In Okta, we disabled Namely’s mastering of the users first name.

In the Okta profile editor, users are granted read/write permission to the firstName field in Okta and Okta is listed as the source of this information:

If a user wants to change their first name, they can do so in their Okta personal profile settings and the name is pushed to all services.

Leveraging Consistent Identity

With identities in sync across all services, there are certain obvious efficiencies like being able to share something with a department no matter what application is being used. Sharing with Sales in the Box app? Choose “Sales” in the sharing panel. Want to grant access to a Confluence page to the Sales team? Add “@Sales” to the shared user list. Slack your message to the team with “@Sales”.

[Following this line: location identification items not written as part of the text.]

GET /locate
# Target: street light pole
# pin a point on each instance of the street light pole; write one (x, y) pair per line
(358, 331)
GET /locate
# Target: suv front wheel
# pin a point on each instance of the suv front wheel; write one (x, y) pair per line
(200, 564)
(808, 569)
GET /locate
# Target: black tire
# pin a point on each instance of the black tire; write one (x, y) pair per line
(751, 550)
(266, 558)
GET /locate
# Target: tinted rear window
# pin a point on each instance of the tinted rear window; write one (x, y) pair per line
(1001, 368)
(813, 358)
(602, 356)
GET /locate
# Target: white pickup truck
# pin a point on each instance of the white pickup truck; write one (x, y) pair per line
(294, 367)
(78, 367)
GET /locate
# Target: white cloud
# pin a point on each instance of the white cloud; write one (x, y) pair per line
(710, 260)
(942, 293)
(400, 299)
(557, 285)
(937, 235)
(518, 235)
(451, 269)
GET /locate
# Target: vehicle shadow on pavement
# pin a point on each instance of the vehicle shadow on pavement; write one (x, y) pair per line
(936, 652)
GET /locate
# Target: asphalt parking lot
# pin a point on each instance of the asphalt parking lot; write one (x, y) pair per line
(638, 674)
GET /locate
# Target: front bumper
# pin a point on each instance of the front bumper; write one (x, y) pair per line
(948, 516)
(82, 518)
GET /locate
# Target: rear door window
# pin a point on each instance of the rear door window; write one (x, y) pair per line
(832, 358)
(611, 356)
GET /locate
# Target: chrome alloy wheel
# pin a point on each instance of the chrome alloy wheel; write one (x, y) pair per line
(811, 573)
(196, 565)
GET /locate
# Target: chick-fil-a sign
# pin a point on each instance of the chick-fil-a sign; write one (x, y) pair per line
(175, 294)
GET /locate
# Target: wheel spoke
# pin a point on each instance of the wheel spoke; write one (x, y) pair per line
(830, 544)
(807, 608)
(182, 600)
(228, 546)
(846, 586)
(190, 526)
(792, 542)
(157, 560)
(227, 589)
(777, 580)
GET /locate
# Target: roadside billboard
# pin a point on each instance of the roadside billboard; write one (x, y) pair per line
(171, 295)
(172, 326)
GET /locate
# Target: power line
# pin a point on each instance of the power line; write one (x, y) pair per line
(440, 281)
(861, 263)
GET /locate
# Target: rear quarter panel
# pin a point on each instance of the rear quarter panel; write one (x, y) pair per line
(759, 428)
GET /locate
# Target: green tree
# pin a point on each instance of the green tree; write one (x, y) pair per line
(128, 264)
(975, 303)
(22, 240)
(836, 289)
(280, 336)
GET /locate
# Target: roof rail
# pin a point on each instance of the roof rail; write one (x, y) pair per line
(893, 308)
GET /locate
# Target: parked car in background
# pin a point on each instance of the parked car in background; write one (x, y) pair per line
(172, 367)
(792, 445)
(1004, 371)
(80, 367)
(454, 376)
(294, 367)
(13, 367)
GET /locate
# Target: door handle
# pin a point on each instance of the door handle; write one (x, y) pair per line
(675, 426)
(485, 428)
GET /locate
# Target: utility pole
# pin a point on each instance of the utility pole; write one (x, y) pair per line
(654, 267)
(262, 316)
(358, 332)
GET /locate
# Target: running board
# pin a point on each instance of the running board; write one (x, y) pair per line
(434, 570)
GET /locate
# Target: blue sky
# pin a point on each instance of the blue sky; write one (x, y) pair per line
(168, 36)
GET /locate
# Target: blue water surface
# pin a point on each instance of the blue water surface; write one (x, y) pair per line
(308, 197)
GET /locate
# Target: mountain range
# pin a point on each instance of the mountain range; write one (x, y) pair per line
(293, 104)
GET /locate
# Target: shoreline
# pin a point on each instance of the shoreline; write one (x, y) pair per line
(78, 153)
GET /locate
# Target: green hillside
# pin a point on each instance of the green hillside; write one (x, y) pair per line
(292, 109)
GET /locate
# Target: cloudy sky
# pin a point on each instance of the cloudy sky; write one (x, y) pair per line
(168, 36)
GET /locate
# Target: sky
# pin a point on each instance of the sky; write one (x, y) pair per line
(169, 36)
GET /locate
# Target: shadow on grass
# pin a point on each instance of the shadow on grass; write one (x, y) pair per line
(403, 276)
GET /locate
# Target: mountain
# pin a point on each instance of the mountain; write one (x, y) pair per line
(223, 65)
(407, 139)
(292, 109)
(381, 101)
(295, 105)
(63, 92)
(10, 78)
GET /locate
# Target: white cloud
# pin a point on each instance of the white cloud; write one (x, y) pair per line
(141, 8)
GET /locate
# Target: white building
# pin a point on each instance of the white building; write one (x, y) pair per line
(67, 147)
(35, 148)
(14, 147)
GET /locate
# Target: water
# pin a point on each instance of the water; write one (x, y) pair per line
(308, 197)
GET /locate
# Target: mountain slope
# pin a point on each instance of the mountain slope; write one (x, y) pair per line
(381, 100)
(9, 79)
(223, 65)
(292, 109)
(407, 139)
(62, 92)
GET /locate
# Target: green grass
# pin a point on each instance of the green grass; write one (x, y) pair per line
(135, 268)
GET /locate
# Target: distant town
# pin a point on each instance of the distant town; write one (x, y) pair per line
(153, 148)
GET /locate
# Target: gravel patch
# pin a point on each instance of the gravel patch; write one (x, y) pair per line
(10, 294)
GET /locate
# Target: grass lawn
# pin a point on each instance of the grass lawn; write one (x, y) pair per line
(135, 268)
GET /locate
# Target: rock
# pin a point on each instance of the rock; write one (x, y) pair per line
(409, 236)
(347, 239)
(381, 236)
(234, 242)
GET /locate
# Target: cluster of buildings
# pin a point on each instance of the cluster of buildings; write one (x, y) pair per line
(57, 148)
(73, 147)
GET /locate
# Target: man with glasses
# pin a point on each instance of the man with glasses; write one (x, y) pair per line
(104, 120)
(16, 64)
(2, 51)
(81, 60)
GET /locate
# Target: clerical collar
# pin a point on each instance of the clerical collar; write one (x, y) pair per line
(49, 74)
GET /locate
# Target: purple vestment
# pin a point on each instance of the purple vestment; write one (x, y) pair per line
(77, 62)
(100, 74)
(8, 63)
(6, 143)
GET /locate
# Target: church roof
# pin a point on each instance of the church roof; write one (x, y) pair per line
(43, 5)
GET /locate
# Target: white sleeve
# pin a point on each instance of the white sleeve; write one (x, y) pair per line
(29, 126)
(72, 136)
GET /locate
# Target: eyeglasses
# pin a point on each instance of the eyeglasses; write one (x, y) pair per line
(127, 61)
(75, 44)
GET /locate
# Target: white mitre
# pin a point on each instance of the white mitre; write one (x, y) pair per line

Universal identities can also be used to power automation in your services as well. As an example, it is possible to use the Departments together with JIRA automations to automatically assign a team label to tickets as they come in.

Combine these automatically tagged tickets with JQL searches embedded in a Confluence page and you have a per-department status page for tickets your team is working for that department:

Conclusion

Increasing user effectiveness using unified identity will make a better user experience for your team members and reduce risk in your SaaS services. If you are in IT, this process will measurably reduce time spent managing the user and group information in your SaaS services.

The transition phase will be the most challenging part. People are used to their existing patterns and change creates some stress. Take the time to explain to your team why making groups the same across the services will lead to a better experience for them in the long term.